Subversion/CVS experiment summary

Mon Feb 9 09:30:10 PST 2004

This is a bit of a long email, so please skip unless you're into source code 
revision management :)

This is an informal report on the viability of using Subversion to manage the 
FreeBSD source code repository.  Some of this is generic and will be familiar 
to anyone who has looked at SVN before, some is more FreeBSD-specific.

NOTE: I'm not trying to push one SCM over the other or suggest that CVS is 
wholly inadequate.  This is merely the result of an evaluation for my personal 
use, and I thought I'd post it in case anyone was interested.  CVS has been 
used by the FreeBSD project for a LONG time for good reasons.  Despite its 
shortcomings, I suspect that it will be in use for quite a while longer.
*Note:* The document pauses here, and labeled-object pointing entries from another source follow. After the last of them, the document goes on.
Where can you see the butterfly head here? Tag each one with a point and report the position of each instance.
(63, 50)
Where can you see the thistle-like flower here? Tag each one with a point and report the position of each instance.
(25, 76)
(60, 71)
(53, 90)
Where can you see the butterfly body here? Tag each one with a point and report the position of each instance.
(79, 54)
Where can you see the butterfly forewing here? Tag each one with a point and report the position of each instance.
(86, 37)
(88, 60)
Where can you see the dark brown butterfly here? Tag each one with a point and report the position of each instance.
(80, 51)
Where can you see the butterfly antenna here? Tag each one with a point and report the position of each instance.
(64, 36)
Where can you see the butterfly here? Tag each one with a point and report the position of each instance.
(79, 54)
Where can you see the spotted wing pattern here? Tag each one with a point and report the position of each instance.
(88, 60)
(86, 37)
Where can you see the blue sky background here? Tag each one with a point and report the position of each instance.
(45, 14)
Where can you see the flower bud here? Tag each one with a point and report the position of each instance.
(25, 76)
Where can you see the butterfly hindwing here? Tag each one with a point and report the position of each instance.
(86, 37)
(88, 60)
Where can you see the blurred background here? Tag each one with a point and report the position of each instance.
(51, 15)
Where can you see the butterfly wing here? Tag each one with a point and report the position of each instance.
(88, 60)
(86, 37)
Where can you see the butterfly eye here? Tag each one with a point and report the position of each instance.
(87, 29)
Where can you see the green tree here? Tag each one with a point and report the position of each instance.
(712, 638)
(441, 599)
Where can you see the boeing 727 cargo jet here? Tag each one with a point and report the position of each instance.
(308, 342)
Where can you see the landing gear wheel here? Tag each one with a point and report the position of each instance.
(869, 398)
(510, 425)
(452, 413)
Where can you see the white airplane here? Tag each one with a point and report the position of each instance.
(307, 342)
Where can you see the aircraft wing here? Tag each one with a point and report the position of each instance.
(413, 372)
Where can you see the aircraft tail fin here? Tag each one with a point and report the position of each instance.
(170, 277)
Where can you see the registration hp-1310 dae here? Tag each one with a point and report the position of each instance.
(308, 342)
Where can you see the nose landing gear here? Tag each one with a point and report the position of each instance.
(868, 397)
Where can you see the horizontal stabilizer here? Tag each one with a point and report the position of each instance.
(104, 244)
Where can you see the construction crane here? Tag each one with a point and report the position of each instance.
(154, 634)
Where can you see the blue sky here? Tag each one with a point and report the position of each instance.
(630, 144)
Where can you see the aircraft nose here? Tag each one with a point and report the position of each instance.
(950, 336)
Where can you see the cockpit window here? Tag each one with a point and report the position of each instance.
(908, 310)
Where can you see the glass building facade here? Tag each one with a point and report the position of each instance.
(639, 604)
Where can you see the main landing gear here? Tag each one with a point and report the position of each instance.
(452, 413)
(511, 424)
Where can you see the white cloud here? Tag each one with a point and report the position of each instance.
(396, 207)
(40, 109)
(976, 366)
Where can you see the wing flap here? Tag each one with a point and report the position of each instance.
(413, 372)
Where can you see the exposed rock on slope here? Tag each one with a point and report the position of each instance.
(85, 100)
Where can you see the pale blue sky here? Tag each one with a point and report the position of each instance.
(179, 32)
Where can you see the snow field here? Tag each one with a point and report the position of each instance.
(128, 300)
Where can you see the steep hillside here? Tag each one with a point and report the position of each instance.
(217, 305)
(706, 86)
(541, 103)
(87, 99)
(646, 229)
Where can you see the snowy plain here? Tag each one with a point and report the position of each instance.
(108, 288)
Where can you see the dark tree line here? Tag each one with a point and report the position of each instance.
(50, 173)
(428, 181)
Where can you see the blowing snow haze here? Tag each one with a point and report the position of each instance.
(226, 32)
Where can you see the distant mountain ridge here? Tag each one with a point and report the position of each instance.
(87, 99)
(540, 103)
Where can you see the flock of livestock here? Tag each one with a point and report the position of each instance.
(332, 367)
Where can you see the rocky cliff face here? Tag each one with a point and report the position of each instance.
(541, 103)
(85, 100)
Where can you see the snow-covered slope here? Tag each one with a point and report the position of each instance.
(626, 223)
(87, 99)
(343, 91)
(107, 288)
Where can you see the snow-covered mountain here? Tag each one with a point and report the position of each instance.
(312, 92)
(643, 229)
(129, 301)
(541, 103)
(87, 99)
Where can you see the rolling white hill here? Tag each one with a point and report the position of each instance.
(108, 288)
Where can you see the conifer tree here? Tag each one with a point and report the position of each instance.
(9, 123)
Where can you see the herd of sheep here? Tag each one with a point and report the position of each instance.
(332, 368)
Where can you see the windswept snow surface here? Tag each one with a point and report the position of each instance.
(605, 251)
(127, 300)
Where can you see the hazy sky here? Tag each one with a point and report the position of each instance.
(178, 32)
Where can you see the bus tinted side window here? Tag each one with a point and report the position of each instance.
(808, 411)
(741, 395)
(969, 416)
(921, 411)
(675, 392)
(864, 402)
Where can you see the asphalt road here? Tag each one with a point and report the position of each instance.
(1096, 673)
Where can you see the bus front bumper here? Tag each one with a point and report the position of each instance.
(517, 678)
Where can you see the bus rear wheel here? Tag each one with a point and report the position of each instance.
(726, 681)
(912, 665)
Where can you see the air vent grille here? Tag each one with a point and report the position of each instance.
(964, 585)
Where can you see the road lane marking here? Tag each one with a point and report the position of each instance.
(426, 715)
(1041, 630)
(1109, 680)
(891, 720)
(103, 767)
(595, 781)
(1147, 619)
-----------------------------------------------------------------------------
Section the 1st - Motive
-----------------------------------------------------------------------------
My main motivation for these tests was to bring my local modifications to 
FreeBSD into some semblance of order.  It seems I've amassed a bit of a 
collection of local patches, 3rd party patches, and side projects -- some of 
which are mutually exclusive or apply to different branches.  Simply keeping 
a working copy with my changes in it works fine for one project but becomes 
painful when there are several.  I'd also like to be able to keep version 
history for my modifications.

I've heard good things about Perforce, and its effortless merge functionality 
looks really slick.  If I'm ever involved with a major commercial coding 
project, I'll definitely give it some consideration.  For my "free-time" 
projects however it's not really an option.  A couple of my local mods are in 
a bit of a grey area as far as the 'non-commercial' license goes, so I'd 
rather avoid that whole issue.

-----------------------------------------------------------------------------
Section the 2nd - Setup and conversion
-----------------------------------------------------------------------------
Most of my tests were performed on the src/sys portion of the repository.  It 
seemed to be large enough that I could get a general idea of how well 
Subversion scales, but small enough that I wouldn't spend all week waiting 
for the import to complete.  All tests were done on a Pentium 4 2.8 GHz 
system with 512MB RAM.  I used a local repository on one disk and the working 
directories on another (for both CVS and SVN).  These tests have been done 
over the course of the last week and a half, using subversion-0.35.1_1.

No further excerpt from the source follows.